Chang Yeong-Hwa, Chai Yu-Hsiang, Li Bo-Lin, Lin Hung-Wei
Department of Electrical Engineering, Chang Gung University, Taoyuan City 333, Taiwan.
Department of Electrical Engineering, Ming Chi University of Technology, New Taipei City 243, Taiwan.
Sensors (Basel). 2023 Oct 15;23(20):8480. doi: 10.3390/s23208480.
Predictive maintenance is a proactive approach to maintenance in which equipment and machinery are monitored and analyzed to predict when maintenance is needed. Instead of relying on fixed schedules or reacting to breakdowns, predictive maintenance uses data and analytics to determine the appropriate time to perform maintenance activities. In industrial applications, machine boxes can be used to collect and transmit the feature information of manufacturing machines. The collected data are essential to identify the status of working machines. This paper investigates the design and implementation of a machine box based on the ROS framework. Several types of communication interfaces are included that can be adopted to different sensor modules for data sensing. The collected data are used for the application on predictive maintenance. The key concepts of predictive maintenance include data collection, a feature analysis, and predictive models. A correlation analysis is crucial in a feature analysis, where the dominant features can be determined. In this work, linear regression, a neural network, and a decision tree are adopted for model learning. Experimental results illustrate the feasibility of the proposed smart machine box. Also, the remaining useful life can be effectively predicted according to the trained models.

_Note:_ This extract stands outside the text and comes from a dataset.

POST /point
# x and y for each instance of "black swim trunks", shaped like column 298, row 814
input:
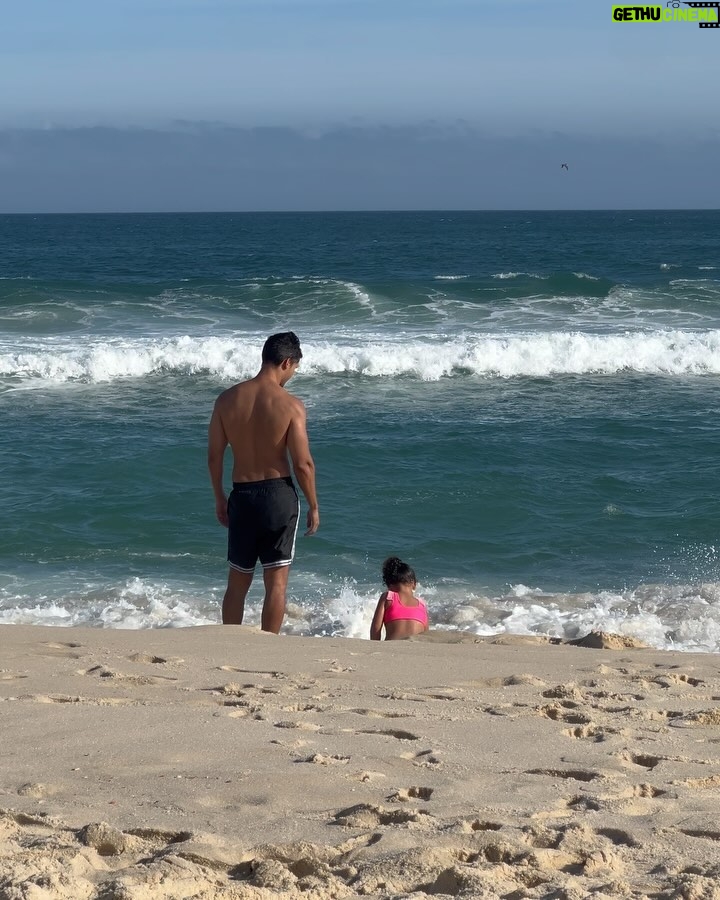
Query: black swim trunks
column 263, row 519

预测性维护是一种主动式维护方法,通过对设备和机械进行监测与分析,来预测何时需要进行维护。预测性维护并非依赖固定的时间表或对故障做出反应,而是利用数据和分析来确定进行维护活动的合适时间。在工业应用中,机器盒可用于收集和传输制造机器的特征信息。所收集的数据对于识别工作机器的状态至关重要。本文研究了基于ROS框架的机器盒的设计与实现。它包含多种通信接口,可适配不同的传感器模块进行数据传感。收集到的数据用于预测性维护应用。预测性维护的关键概念包括数据收集、特征分析和预测模型。相关性分析在特征分析中至关重要,通过它可以确定主导特征。在这项工作中,采用线性回归、神经网络和决策树进行模型学习。实验结果说明了所提出的智能机器盒的可行性。此外,根据训练好的模型可以有效预测剩余使用寿命。